One Day (Siempre el mismo día) (Lone Scherfig, 2011)

Un solo día. Tres personas.

Lone Scherfig, que ha aprendido del todo a pulir sus imágenes hasta conseguir que todas ellas destilen un gusto abrumador, que todas resulten atractivas y evocadoras. Su anterior filme, An Education, parecía apuntar en ella un salto de calidad que se ha desvanecido con esta nueva película, en la línea mediocre y lacrimógena del resto de su filmografía.

Anne Hathaway, esa actriz cuya imagen personal está siempre por encima del personaje que interpreta. Esa que puede llevar gafas ridículas durante una escena como apología de su falta de prejuicios, pero sólo porque sabe que en la siguiente escena podrá lucir todos sus encantos con una doble moral desbordante. Sus tics interpretativos, su manera de moverse o de bromear, el tipo de papeles que escoge, todo está encaminado a considerar toda su filmografía como la representación de un solo papel: el suyo propio. El sentimiento de impostura con Hathaway en la pantalla es tan fuerte que ayuda a desvelar la condición de romance insustancial de la película. Una historia más, una historia cualquiera.

Jim Sturgess, el partenaire menos indicado. Un actor que no ha aprendido aún a evitar las muecas constantes para demostrar en todo momento lo atractivo que es, en detrimento de su personaje. El joven ni siquiera se permite un segundo de interpretación ante las situaciones especialmente dramáticas o emotivas que vive aquel al que debe encarnar. Si hay que ser un seductor deberé serlo hasta las últimas consecuencias, debió pensar mientras lo filmaban.

Sólo tres personas, con ninguna química entre ellas. Sólo dos actores, que comparten conjuntamente absolutamente todos los planos de la película, lo cual la hace tan plana como ensimismada, tan torpe como evidente, tan empalagosa como ridícula.

One Day pertenece a una cierta clase de cine detestable, esa que te empuja a llorar sin motivo alguno, la que no lleva dentro ninguna moraleja ni discurso, el cine más inofensivo, el más dañino, el que peor educa, y el que más hace sentir que la visión ha sido tiempo perdido. Habla de una visión del amor visto por una quinceañera pasada por el filtro de una inexistente madurez que no ha sabido descifrar que el amor de verdad no pende sólo de las sensaciones físicas ni de las pulsiones de los cuerpos.
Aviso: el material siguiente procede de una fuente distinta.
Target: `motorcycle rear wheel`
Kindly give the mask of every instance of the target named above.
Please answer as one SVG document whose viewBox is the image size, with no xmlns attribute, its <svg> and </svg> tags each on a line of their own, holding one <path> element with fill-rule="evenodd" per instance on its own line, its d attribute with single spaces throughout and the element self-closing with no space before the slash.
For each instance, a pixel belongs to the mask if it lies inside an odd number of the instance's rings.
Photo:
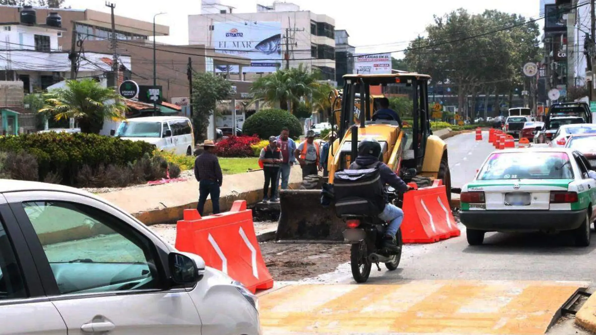
<svg viewBox="0 0 596 335">
<path fill-rule="evenodd" d="M 356 283 L 365 283 L 371 274 L 372 263 L 368 261 L 368 253 L 366 242 L 362 241 L 352 245 L 350 263 L 352 277 Z"/>
<path fill-rule="evenodd" d="M 403 246 L 403 241 L 402 240 L 402 228 L 399 228 L 398 233 L 395 234 L 395 240 L 397 241 L 398 246 L 399 247 L 399 253 L 395 256 L 393 261 L 385 263 L 385 267 L 390 271 L 396 270 L 399 266 L 399 262 L 402 260 L 402 248 Z"/>
</svg>

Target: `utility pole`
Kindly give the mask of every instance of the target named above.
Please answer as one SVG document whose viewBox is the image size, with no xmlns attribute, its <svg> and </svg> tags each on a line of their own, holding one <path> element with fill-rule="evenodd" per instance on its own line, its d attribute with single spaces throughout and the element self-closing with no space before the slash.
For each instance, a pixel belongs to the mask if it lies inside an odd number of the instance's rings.
<svg viewBox="0 0 596 335">
<path fill-rule="evenodd" d="M 70 80 L 76 79 L 76 63 L 79 58 L 79 53 L 76 52 L 76 38 L 79 33 L 76 32 L 76 22 L 73 21 L 73 35 L 70 40 L 70 54 L 69 58 L 70 58 Z"/>
<path fill-rule="evenodd" d="M 193 120 L 193 58 L 188 57 L 188 67 L 187 69 L 188 77 L 188 106 L 190 107 L 190 119 Z"/>
<path fill-rule="evenodd" d="M 112 38 L 111 48 L 113 55 L 112 57 L 112 73 L 114 75 L 114 86 L 118 86 L 118 55 L 116 54 L 116 48 L 117 46 L 116 39 L 116 18 L 114 16 L 114 9 L 116 8 L 116 4 L 105 2 L 105 7 L 110 7 L 111 10 L 111 26 L 112 26 Z"/>
</svg>

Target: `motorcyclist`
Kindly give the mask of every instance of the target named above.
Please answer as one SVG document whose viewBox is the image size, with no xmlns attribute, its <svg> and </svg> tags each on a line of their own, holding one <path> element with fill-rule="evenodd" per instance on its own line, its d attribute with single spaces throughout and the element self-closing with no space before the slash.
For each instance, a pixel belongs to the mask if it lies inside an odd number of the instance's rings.
<svg viewBox="0 0 596 335">
<path fill-rule="evenodd" d="M 402 193 L 414 190 L 413 187 L 408 186 L 386 164 L 379 161 L 380 156 L 381 145 L 376 139 L 363 139 L 358 144 L 358 156 L 356 157 L 355 162 L 350 165 L 350 169 L 359 170 L 378 166 L 381 181 L 384 184 L 389 185 Z M 390 203 L 386 196 L 385 202 L 385 208 L 378 216 L 380 219 L 389 223 L 383 237 L 383 248 L 390 252 L 399 252 L 400 249 L 397 245 L 395 235 L 403 220 L 403 212 L 399 207 Z"/>
</svg>

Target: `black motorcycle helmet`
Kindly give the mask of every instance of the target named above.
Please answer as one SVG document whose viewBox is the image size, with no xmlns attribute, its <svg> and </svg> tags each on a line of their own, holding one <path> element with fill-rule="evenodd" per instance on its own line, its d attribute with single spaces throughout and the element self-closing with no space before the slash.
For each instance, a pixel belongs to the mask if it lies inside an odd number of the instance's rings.
<svg viewBox="0 0 596 335">
<path fill-rule="evenodd" d="M 381 156 L 381 144 L 374 138 L 365 138 L 358 144 L 358 156 L 370 156 L 378 159 Z"/>
</svg>

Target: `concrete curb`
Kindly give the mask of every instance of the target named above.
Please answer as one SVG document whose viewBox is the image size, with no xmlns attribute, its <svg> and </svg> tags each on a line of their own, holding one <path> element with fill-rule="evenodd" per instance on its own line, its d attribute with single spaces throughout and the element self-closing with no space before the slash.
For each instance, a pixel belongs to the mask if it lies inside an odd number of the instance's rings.
<svg viewBox="0 0 596 335">
<path fill-rule="evenodd" d="M 575 323 L 582 328 L 596 334 L 596 294 L 588 298 L 575 315 Z"/>
</svg>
Como ocurre no pocas veces, su directora confunde el amor romántico y sublime con el castigo personal, la entrega personal física y espiritual con una entrega desmedida a la idea y el ideal del amor, sea quien sea a quien tengamos delante. La banalidad campa a sus anchas en un relato tan tramposo que, ante su falta de valentía, decide relatar un solo día del año en cada secuencia, como si el salto impusiera algún tipo de inteligencia narrativa.

La cansina fecha en la que acontece la acción comienza a pasearse por la pantalla de las maneras más ingeniosas jamás concebidas. Uno se termina preguntando qué fue primero, si la necesidad de crear unos rótulos ingeniosos para contar la historia, o la necesidad de buscar una historia cualquiera para insertar semejante genialidad de rótulos.

No es momento de lamentar demasiado la enésima demostración de los dos protagonistas que están hechos sólo para cierto tipo de público muy poco exigente con lo que ve. Al fin y al cabo es decisión de cada uno con qué tipo de cine se alimenta a sí mismo. Lo lamentable es enfrentar esta película con la anterior de su autora, y comprobar que aquello fue una milagrosa confabulación de estados de gracia que ya no volverá a repetirse.

Mientras tanto, hay que aprender a descifrar las trampas de películas tan exquisitamente engañosas como One Day. Y una vez descifradas, aprender a huir de ellas.